For three years from the start of 2014 the government will support £130bn of first time buyer mortgages by guaranteeing 15% of the loan leaving borrowers at risk of losing only their 5% deposit and lenders liable for only 80% of the purchase price.

Lenders taking part should therefore be happier to accept smaller deposits as security for loans, but it is still a relatively small proportion of the total mortgage market worth £1.2 trillion, according to the Council of Mortgage Lenders (CML).

The theory is that giving more people the ability to purchase a home will increase demand for property resulting in an increase in price and promoting an increase in supply (more construction) to fill the demand. It is very simple Supply and Demand economics that will work, but it is the amount that it works by that is the question.

Of all the sectors that contribute to the UK’s GDP it is the construction industry that has been most badly affected helping to drag us back into a double dip recession and a stagnating economy, so it makes sense for the government to try and stimulate demand for construction.

The Housing Market is also a very important barometer for confidence in the economy and when people feel confident they spend money and invest in business which includes Landlords.

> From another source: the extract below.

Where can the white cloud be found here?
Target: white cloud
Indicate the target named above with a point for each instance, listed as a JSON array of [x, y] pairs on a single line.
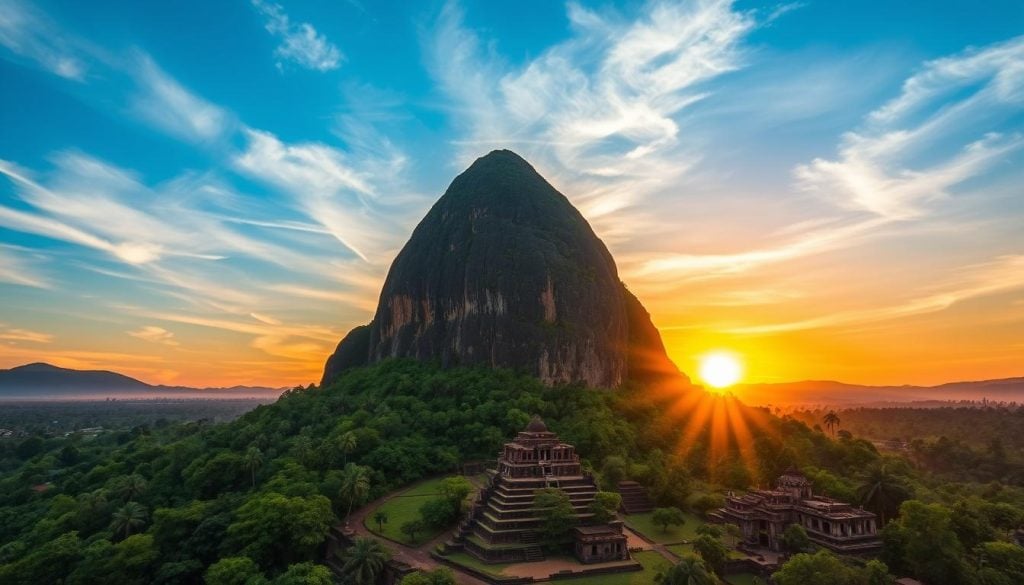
[[999, 275], [17, 335], [602, 111], [170, 107], [880, 167], [28, 33], [155, 334], [300, 42], [327, 186], [997, 70]]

Any kind of confidence boost in the housing market has got to be a good thing for Landlords and property investors in the long run. If the value of property strengthens then lenders will feel more confident to lend on better rates and Loan to Values. Landlords may eventually be able to remortgage again after the death of the remortgage market for the last four years. We will no longer be stuck locked into existing lenders and at the mercy of their desire to either get rid of Buy to Let mortgages or fleece Landlords for greater profit margins as the Bank of Ireland are trying to do.

A competitive Buy to Let market is essential for the long term planning of Landlords taking control back from the banks and into the hands of investors once again.

However we cannot get too excited as it all depends on the degree by which government support works that is all important, and with the revision of GDP growth forecasts halved it would indicate that there is a long road to recovery to travel yet.